Elaborate Java.util.HashMap

Source: Internet
Author: User
Tags rehash

HashMap is one of our most commonly used classes, it implements the hash algorithm, although the use is very simple, but its implementation has a lot of places worth studying.

HashMap stores a key-value pair in the form of Key-value, which is represented in the implementation using a static inner class entry, which stores the key, value, hash value, and a reference to the next element in the list when the hash conflict occurs.

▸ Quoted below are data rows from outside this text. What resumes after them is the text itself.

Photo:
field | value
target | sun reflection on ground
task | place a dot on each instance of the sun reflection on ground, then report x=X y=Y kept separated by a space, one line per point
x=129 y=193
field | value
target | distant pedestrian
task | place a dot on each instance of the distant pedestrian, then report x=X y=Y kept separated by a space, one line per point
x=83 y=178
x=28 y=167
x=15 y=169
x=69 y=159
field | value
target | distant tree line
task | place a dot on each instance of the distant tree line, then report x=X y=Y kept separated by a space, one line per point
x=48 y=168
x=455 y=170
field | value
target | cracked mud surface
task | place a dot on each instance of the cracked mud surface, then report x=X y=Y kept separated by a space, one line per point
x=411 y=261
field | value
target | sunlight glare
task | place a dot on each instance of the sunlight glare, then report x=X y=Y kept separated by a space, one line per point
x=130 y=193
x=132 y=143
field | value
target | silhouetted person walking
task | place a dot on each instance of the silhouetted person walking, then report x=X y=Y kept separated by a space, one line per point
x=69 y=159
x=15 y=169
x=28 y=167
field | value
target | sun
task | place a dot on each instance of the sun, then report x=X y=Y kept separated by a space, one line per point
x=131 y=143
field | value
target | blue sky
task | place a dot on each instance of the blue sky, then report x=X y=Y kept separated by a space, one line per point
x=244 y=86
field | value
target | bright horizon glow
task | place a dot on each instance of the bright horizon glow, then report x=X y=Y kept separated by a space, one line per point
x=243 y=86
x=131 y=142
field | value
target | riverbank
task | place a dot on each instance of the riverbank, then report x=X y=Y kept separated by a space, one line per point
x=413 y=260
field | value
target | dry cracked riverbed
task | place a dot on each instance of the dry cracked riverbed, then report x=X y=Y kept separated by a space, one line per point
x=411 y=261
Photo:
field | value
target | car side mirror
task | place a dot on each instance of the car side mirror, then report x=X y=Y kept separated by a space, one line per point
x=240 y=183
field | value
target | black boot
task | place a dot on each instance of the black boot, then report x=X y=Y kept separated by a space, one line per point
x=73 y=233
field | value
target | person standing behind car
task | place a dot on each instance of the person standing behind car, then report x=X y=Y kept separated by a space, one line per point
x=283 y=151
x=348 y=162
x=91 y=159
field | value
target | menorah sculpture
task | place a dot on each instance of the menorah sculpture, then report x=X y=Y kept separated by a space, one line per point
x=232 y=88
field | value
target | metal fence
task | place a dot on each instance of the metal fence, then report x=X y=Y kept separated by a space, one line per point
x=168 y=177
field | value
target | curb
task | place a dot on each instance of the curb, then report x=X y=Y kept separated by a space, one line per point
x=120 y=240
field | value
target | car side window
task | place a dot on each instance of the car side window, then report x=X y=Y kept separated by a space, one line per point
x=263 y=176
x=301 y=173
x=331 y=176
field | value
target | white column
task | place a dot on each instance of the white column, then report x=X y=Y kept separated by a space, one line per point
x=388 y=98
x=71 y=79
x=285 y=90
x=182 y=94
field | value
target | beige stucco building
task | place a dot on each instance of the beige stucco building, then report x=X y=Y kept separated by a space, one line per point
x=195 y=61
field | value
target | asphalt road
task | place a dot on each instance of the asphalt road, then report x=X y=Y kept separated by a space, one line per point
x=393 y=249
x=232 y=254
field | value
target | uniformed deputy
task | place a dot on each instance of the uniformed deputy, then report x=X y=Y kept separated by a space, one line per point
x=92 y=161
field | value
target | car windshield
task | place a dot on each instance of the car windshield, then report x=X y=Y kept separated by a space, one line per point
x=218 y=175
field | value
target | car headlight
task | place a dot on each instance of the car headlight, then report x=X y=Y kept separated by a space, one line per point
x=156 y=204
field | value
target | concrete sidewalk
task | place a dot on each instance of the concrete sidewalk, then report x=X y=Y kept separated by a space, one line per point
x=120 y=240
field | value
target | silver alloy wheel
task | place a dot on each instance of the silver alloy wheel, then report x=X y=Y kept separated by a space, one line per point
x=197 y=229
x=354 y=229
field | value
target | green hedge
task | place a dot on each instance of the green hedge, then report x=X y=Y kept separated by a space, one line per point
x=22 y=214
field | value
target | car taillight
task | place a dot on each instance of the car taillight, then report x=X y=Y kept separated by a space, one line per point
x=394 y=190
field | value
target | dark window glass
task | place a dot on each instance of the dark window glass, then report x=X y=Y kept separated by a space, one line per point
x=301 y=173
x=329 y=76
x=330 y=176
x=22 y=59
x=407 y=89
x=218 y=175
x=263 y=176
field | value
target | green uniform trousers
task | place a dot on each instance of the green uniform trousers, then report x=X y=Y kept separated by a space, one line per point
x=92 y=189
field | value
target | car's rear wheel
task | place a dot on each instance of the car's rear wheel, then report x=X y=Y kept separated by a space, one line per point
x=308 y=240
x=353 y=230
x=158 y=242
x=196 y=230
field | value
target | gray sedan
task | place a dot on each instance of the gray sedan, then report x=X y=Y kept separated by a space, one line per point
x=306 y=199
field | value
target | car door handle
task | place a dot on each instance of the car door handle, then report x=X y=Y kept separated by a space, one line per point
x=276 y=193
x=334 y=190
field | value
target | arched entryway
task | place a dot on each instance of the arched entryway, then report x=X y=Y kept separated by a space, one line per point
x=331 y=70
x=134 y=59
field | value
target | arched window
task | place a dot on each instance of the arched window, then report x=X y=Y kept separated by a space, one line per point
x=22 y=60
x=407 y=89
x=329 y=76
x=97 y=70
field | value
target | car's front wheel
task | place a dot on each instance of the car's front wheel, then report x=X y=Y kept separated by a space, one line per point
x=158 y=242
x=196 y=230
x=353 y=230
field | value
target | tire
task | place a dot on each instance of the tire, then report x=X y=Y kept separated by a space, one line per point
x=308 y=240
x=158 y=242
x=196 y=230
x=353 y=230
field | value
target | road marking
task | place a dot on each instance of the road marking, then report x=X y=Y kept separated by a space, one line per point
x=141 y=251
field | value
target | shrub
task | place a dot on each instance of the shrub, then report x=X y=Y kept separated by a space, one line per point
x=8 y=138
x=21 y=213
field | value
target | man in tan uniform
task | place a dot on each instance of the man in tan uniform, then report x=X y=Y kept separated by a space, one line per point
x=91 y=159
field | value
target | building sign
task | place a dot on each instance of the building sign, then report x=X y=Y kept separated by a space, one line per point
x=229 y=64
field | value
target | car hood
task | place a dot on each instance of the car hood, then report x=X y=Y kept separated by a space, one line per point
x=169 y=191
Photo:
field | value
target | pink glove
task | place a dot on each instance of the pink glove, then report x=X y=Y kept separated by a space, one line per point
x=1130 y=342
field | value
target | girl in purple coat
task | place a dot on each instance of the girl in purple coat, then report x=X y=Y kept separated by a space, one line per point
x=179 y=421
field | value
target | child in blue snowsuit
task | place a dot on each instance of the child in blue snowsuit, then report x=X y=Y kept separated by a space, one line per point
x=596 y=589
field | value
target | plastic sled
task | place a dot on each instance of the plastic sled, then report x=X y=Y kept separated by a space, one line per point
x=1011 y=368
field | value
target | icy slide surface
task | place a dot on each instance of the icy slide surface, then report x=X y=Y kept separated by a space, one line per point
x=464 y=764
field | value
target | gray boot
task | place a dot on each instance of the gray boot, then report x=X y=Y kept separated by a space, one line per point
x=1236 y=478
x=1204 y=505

HashMap the underlying implementation uses an array to store the elements. Its initial capacity is 16 by default, and must have an integer power of 2, a maximum capacity of 1<<30 (1.07 billion +), and a load factor (load factor) to control the expansion of this hash table of this map. The default is 0.75, which expands when the capacity reaches the initial capacity of 3/4 (not only, of course, as explained later).

When you add an element to HashMap, it calculates the hashcode of the key and then determines where it is stored in the array based on the hashcode and the size of the group, and when it encounters a hash conflict, it is stored in the array as a list.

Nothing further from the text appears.